La SARL Pin Développement a interjeté appel du jugement le 18 avril 2022 sur le prix au m² retenu pour le calcul de l'indemnité principale, l'absence d'indemnisation des emplacements de parking, le rejet de l'indemnisation du déplacement des éclairages.

Pour l'exposé complets des faits, de la procédure, des prétentions des parties, conformément à l'article 455 du code de procédure civile, il est expressément renvoyé à la décision déférée et aux écritures :

1/ adressées au greffe le 26 avril 2022 par la SARL Pin Développement, notifiées le 27 avril 2022 (AR intimé le 28 avril 2022 et AR CG le 28 avril 2022), aux termes desquelles il est demandé à la cour de :

Déclarer recevable et fondé en son appel du jugement la SARL Pin Développement par le juge de l'expropriation du tribunal judiciaire de Créteil ;

Infirmer le jugement en ce qu'il a fixé l'indemnité principale à la SARL Pin Développement à la somme de 130.640 euros ;

Confirmer le jugement en ce qu'il a alloué une indemnité de 3.530 euros au titre des frais de reconstitution du panneau ;

Confirmer ledit jugement pour le surplus et après avoir à nouveau statuer, fixer les indemnités à revenir à la SARL Pin Développement pour expropriation de son bien comme suit :

Indemnité principale : 921.840 euros,

Perte de parking : 24.000 euros,

Indemnité de remploi : 93.184 euros,

Frais de déplacement du panneau : 3.530 euros (confirmation),

Frais de déplacement du candélabre : 3.530 euros,

Outre l'article 700 du code de procédure civile :

Première instance : 3.000 euros,

En cause d'appel : 5.000 euros.

2/ adressées au greffe le 30 septembre 2022 par la SARL Pin Développement, notifiées le 3 octobre 2022 (AR intimé le 6 octobre 2022 et AR CG le 5 octobre 2022), aux termes desquelles il est demandé à la cour de :

Déclarer recevable et fondé en son appel du jugement la SARL Pin Développement par le juge de l'expropriation du tribunal judiciaire de Créteil ;

Infirmer le jugement en ce qu'il a fixé l'indemnité principale à la SARL Pin Développement à la somme de 130.640 euros ;

Confirmer le jugement en ce qu'il a alloué une indemnité de 3.530 euros au titre des frais de reconstitution du panneau ;

Confirmer ledit jugement pour le surplus et après avoir à nouveau statué, fixer les indemnités à revenir à la SARL Pin Développement pour expropriation de son bien comme suit :

Indemnité principale : 921.840 euros,

Perte de parking : 24.000 euros,

Indemnité de remploi : 93.184 euros,

Frais de déplacement du panneau : 3.530 euros (confirmation),

Frais de déplacement du candélabre : 3.530 euros,

Outre l'article 700 du code de procédure civile :

Première instance : 3.000 euros,

En cause d'appel : 5.000 euros.

3/ adressées au greffe le 3 octobre 2022 par la SARL Pin Développement, notifiées le 6 octobre 2022 (AR intimé le 10 octobre 2022 et AR CG le 14 octobre 2022), aux termes desquelles il est produit une nouvelle pièce (Pièce 27A).

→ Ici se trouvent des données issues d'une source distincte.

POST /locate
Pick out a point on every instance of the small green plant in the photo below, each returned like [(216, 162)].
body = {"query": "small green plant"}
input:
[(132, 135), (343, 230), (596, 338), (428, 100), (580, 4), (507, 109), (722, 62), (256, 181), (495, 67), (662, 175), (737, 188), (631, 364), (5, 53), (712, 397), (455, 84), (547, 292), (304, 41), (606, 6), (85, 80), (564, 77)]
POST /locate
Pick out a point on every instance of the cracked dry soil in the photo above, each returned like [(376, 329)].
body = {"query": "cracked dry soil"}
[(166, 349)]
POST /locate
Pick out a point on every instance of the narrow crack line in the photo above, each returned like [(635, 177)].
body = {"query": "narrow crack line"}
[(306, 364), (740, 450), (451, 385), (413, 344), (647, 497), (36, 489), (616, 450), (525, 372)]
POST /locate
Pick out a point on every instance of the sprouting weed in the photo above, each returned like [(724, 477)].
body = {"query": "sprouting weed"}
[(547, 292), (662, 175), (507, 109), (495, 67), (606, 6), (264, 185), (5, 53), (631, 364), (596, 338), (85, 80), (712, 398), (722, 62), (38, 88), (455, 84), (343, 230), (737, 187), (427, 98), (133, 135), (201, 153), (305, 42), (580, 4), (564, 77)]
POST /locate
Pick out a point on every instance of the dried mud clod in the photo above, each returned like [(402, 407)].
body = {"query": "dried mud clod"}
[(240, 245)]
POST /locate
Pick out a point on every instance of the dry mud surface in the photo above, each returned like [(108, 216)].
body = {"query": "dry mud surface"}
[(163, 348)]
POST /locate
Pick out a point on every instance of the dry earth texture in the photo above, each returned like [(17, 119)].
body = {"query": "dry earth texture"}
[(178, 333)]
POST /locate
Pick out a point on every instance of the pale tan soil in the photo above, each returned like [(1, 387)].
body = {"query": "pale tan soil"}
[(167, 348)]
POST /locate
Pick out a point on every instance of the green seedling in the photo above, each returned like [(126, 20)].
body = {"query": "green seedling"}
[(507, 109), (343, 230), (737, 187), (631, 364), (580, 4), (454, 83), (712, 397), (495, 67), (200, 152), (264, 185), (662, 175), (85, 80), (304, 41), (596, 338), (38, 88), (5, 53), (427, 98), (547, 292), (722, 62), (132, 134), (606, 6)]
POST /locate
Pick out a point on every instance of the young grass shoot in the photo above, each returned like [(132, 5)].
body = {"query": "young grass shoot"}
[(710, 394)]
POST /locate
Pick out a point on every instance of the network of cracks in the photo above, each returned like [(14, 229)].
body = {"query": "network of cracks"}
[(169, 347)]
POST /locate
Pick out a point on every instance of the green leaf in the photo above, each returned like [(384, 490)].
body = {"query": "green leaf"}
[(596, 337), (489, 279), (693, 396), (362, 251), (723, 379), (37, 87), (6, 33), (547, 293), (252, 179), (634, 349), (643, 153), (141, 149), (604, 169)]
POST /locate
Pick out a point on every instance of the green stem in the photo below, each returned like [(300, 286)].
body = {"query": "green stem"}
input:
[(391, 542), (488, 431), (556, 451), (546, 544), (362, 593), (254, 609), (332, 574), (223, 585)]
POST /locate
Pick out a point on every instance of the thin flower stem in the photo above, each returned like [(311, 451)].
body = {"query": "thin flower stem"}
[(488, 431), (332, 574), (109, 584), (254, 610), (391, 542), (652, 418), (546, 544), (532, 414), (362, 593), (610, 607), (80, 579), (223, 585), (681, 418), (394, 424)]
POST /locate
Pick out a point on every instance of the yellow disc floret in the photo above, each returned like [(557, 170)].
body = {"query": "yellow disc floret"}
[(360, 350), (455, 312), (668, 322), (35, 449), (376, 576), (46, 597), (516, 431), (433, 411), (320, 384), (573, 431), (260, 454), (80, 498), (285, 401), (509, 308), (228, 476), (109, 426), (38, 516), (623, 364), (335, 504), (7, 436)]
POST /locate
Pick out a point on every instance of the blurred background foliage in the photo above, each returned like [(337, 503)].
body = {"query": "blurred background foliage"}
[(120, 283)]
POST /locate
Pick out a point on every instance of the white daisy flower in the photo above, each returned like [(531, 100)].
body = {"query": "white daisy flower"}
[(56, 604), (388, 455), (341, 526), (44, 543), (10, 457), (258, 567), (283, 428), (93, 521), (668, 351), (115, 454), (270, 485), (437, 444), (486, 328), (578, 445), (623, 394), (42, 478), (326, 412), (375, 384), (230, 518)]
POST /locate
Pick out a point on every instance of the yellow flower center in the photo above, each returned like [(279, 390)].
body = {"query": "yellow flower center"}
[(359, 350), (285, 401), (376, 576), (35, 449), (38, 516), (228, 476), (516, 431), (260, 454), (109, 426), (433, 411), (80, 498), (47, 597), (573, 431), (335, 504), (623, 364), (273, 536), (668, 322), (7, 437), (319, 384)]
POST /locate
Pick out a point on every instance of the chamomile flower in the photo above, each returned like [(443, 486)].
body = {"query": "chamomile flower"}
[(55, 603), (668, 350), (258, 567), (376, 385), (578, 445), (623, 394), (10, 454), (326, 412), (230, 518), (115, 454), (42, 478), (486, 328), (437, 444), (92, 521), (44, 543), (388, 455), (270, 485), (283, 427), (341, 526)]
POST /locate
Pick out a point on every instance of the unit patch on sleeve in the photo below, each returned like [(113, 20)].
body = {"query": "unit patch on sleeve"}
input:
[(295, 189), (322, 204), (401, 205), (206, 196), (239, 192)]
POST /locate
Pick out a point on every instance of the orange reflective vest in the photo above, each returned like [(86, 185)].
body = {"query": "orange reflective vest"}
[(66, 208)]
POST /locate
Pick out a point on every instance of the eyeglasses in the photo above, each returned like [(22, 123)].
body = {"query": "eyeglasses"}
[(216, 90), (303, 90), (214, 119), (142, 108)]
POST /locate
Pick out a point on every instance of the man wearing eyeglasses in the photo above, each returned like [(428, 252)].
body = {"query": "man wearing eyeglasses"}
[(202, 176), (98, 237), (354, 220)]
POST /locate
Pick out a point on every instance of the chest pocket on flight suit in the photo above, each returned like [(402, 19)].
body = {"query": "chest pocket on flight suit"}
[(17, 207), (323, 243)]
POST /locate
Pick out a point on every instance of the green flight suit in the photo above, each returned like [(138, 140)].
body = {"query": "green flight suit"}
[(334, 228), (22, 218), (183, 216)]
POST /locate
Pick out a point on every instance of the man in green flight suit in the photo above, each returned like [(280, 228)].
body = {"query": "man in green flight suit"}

4/ adressées au greffe par IDFM, intimé, le 6 juillet 2022, notifiées le 7 juillet 2022 (AR appelant le 11 juillet 2022 et AR CG le 11 juillet 2022), aux termes desquelles il est demandé à la cour de :

A titre liminaire,

Prononcer la caducité de la déclaration d'appel en raison de la tardiveté du dépôt des conclusions de l'appelant ;

Constater l'extinction de l'instance ;

A défaut,

Confirmer le jugement dans toutes ses dispositions et notamment en tant qu'il a fixé à 148.234 euros l'indemnité d'expropriation due à la SARL Pin Développement pour la dépossession des biens cadastrés section [Cadastre 6], [Cadastre 9] et [Cadastre 10] sis [Adresse 2], décomposée comme suit :

Indemnité principale : 130.640 euros,

Indemnité de remploi : 14.064 euros,

Indemnité pour frais de reconstitution (panneau publicitaire) : 3.530 euros ;

Débouter la SARL Pin Développement de l'ensemble de ses demandes, fins et conclusions d'appel et notamment sa demande d'indemnité pour perte de parking et déplacement du candélabre ;

En tout état de cause,

Condamner la SARL Pin Développement à verser à IDFM une somme de 4.000 euros au titre des dispositions de l'article 700 du code de procédure civile ainsi qu'aux entiers dépens de l'instance d'appel.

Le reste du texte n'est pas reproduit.